In the case of a JDBC data source, policies are enforced at the Query Engine layer. In the case of a Hive or Impala (on cluster) data source, policies are enforced via the following steps:
- Plan modifications in the Immuta SparkSession
- Restrictions to field/method access via the Immuta SecurityManager
- Partition and file access token generation in the Immuta Partition Service
- Token validation and filesystem access enforcement in the Immuta NameNode plugin (HDFS)
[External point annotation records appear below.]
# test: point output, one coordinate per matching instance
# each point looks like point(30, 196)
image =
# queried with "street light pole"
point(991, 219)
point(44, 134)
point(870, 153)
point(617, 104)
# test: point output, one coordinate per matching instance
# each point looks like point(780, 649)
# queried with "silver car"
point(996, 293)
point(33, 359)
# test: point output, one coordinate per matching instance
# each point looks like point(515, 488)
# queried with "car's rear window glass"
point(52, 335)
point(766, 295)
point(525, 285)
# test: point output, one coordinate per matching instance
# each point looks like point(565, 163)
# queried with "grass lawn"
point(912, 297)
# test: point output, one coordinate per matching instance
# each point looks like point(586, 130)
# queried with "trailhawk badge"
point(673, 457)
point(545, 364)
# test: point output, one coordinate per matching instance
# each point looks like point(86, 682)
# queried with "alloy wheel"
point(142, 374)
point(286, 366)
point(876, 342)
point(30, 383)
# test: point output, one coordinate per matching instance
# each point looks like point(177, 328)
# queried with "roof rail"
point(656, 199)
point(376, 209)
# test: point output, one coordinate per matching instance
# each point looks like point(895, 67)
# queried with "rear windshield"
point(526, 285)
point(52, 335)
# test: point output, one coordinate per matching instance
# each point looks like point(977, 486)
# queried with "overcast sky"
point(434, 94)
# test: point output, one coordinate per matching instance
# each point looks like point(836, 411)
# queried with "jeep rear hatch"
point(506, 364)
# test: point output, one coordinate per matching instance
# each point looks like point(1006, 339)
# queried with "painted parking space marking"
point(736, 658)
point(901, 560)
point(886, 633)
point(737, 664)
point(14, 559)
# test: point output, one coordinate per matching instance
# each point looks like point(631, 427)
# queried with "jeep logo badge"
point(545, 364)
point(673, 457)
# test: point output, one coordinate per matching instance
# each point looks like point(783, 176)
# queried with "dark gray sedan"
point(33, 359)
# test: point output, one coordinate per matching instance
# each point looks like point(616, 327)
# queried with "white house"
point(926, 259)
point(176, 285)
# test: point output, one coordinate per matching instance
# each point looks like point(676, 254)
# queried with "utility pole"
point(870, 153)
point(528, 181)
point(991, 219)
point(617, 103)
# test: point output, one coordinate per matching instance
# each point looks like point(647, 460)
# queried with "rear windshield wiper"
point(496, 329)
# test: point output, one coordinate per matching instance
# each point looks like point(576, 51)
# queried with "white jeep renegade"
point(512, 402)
- Token validation and remote object store proxying/enforcement in the Immuta Partition Service (S3/ADL/etc)
Plan Modifications
When a user attempts to query any Hive or Impala data source via the Immuta SparkSession, the Immuta catalogs
will first replace the relation in the user's plan with the proper plan that the data source represents. For example,
if the user attempts the following query (immuta
is an instance of Immuta SparkSession)
immuta.sql("SELECT * FROM customer_purchases WHERE age BETWEEN 18 AND 24 AND product_id = 15")
and the customer_purchases
data source is composed of the following query
SELECT * FROM customer JOIN purchase where customer.id = purchase.customer_id
and, in Immuta, the following columns were selected to be exposed in this data source
id
first_name
last_name
age
country
ssn
product_id
department
purchase_date
the resulting Spark logical plan would look like this:
'Project [*]
+- 'Filter ((('age >= 18) && ('age <= 24)) && ('purchase.product_id = 15))
+- 'Project ['id, 'first_name, 'last_name, 'age, 'country, 'ssn, 'product_id, 'department, 'purchase_date]
+- 'Join Inner, ('customer.id = 'purchase.customer_id)
:- 'UnresolvedRelation `customer`
+- 'UnresolvedRelation `purchase`
After the data source is resolved, the policies specific to the user will be applied to the logical plan. If the policy has masking or filters (row level, minimization, time filter, etc.), those filters will be applied to all corresponding underlying tables in the plan. For example, consider the following Immuta policies:
-
Mask using hashing the column
ssn
for everyone -
Only show rows where user is a member of group stored in
Immuta
that matches the value in the columndepartment
for everyone
These policies would modify the plan (assuming the current user is in the "Toys" and "Home Goods" groups) to look like this:
'Project [*]
+- 'Filter ((('age >= 18) && ('age <= 24)) && ('product_id = 15))
+- 'Project ['id, 'first_name, 'last_name, 'age, 'country, 'ssn, 'product_id, 'department, 'purchase_date]
+- 'Join Inner, ('customer.id = 'purchase.customer_id)
:- 'Project ['id, 'first_name, 'last_name, 'country, unresolvedalias('immuta_hash('ssn), None)]
: +- 'UnresolvedRelation `customer`
+- 'Project ['customer_id, 'product_id, 'department, 'purchase_date]
+- 'Filter (('department = Toys) || ('department = Home Goods))
+- 'UnresolvedRelation `purchase`
Notice that masked columns (such as ssn
) are aliased to their original name after masking is applied, which means
that transformations/filters/functions applied to those columns will be applied to the masked columns. Also notice that
filters on the plan are applied before any user transformations/filters/etc. This means that a user's query cannot
modify or subvert the policies applied to the plan, just as if a user applied transformations, filters, or
a UDF to a View.
Immuta does not attempt to change or block optimizations to the Spark plan via the Catalyst Optimizer.